The pain was bad.  He couldn’t do anything and the advil was only lasting a couple  hours.  On Thursday I called the Dr’s office and asked how to control his pain during this time.  The joint pain with the fifth can last for up to 4 weeks so we aren’t thinking anything different at this point.  He had started having fever, so I mentioned that.  They wanted to see him if he had three days of fever but gave me some different doses for the advil to help with the pain.

It was hard watching him like this.  I kept saying to him Avery I hate this!  No more sicky!  On Saturday morning we started on our forth day with fever so we headed back to the Dr.  He send us for some blood test and said he’d call me that afternoon. 

Avery’s once normal blood tests were now elevated showing an infection so his Dr started him on antibiotics and said if he still had the fever on Monday he wanted him seen by Infectious Disease.  

Sunday, September 19, 2010

It’s a party, when dad goes to work.

At least that’s what he thinks.  And well some days it is.  I like getting out in the evening and ok I admit it I like soda.  So two weeks ago, not too long after Mike went to work, the kids wanted ice cream and I wanted a coke.  So I said come on lets go to DQ!  We didn’t have school the next day so why not.

I think the kids might have been in their jammies but I said throw on some shoes and lets go.  It’s not like I’d go in. I hate going in, I love the drive though. 

Avery was the last out the door and i was telling him to hurry so bugs didn’t get in the house.  He was putting on his shoes and said owe, his foot hurt.  I’m sure I thought ok whatever, or knock it off just put your shoes on.  I know I thought it was odd and kept asking him where it hurt.  I think I even told him to just not wear shoes, it didn’t matter.  I do know I asked if he just wanted to not go, we could stay home, but it wasn’t bad enough to miss DQ.

I didn’t worry too much about his foot, he was walking ok.  I did keep asking about it and tried to pinpoint where the pain was.  Then a couple hours later I had him sitting on the couch next to me and was talking to him about antagonizing his brother.  I noticed a rash on his arms and asked if it itched.  I couldn’t feel any bumps but again thought it was odd. 
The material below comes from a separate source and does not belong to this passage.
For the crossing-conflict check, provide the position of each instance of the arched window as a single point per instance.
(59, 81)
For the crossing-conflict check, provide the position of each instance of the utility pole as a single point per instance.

My first thought was oh no he’s allergic to his new Axe body spray. But it didn’t look like when he had hives. But I went ahead and gave him some Benadryl and sent him to bed.   I checked on him before I went to bed and he seemed fine.  The next morning he said his left arm hurt, he couldn’t bend it.  His foot still hurt and the rash was now on his legs too. 

I called the Dr’s office and left word for the nurse on call to call me back.  I told her about his symptoms and that what worried me was that one of his pimples or bumps he has was infected and was in his blood.  He was having a hard time walking on is foot so she told me to take him to the ER.

I freaking hate the ER, it’s full of sick people.  And being a bit of a germophobe it’s not somewhere I want to be and I needed to take Zachery with us because Mike was sleeping for work.  We didn’t have long to wait and the Dr didn’t think it was too much to worry about.  They ran some blood tests and everything was normal.  He thought it was a side effect to medicine or some rare skin thing.  He also started him on steroids and said if he wasn’t better in a couple of days to take him to his Dr and that he’d like him to see the rash.  So we went home, after stopping at Sonic.